Aslında olaya spor yönünden değil daha farklı pencereden bakmak gerek. Zaten herkes o kısmı kaleme alarak tepkisini ortaya koydu. Bir de siyasi yönden Denktaş’ın neden bu açıklamaları yaptığını düşünmek gerek.
Bir yerde bir sorun var. Yani iletişim sorunu var sanırım. Sayın Denktaş’ın makamına geldiği günden bugüne kadar olan yaşantısına bakmak gerekir. Öncelikle iletişiminde yaşanan sıkıntılar dışarıya olumsuz yansıdı. Ben mesleğim adına Cumhurbaşkanına, Başbakana ulaşarak görüşebiliyorsam Serdar Denktaş’a da ulaşarak görüşebilmeliyim. Ama nafile. Yani kendi ağırlığını cumhurbaşkanının üzerinde tutan bir başbakan yardımcısı ile gazeteci olarak görüşmenin mümkün olmadığına şahit oldum. Her şeyi bırakın spor alanına katkı koymayan ve sırf sporu elinde tutmak adına kendi bakanlığı adı altında toplayarak oraya bu konun ehli insanların bakan olmasını engelleyerek ne kadar büyük bir hata yaptığına şahit olduk.
Yenicami Spor Kulübü olarak kendisinden birçok kez görüşme talebinde bulunmamıza rağmen bizi hiçe saymıştır. Çok yakın bir zaman sonra Yenicami Şampiyonluk kupasını eline alacak hatta beklide bizi kapısına almayan Serdar Denktaş kupanın havaya kaldırıldığı an gelip sevincimizi fotoğraf karelerinde ölümsüzleştirecektir.

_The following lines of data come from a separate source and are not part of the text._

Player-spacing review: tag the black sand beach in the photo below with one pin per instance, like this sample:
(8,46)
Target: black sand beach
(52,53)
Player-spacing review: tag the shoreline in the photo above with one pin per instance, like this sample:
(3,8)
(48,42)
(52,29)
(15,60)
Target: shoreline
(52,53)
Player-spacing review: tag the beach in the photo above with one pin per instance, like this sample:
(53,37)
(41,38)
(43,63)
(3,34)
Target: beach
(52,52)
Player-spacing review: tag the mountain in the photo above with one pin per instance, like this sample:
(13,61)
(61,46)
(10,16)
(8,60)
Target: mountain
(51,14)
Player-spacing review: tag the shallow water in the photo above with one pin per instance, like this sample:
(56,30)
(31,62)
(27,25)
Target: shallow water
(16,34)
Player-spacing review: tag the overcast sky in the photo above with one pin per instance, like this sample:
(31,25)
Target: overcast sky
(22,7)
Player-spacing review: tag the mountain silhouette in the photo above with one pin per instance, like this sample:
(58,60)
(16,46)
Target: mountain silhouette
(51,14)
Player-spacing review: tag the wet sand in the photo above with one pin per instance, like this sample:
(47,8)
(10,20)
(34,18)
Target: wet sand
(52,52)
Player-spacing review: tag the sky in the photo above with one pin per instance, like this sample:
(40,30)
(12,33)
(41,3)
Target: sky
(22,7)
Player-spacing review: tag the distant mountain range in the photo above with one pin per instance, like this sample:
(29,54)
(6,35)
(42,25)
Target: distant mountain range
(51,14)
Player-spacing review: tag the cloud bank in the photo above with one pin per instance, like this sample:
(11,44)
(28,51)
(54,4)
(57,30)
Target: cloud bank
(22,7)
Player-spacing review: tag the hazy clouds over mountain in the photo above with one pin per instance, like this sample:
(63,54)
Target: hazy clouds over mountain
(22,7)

Tüm bunları da geçtik. Serdar Denktaş kırdığı potun ötesinde karşısındakileri zorda bıraktı. Ankara’ya bir kez daha muhtaç olduğumuzu bizlere hatırlattı. Kendi ülkemizde kendi ayaklarımızın üzerinde duramadığımızı hatırlatmakla kalmadı tasdikleyerek kanıtladı.
Bunca karmaşanın yaşandığı son dönemlerde hele de seçime ramak kala kimi zorda bırakmıştır sorusunu umarım kendi kendisine sormuştur.
Bu bir strateji olabilir, seçmenleri düşünerek yapılan açıklama beklide kendi tarafından bakıldığı zaman çok da kötü algılanmıyor olabilir ama bana göre bu açıklama KIBRISLI TÜRKLERE bir hakarettir.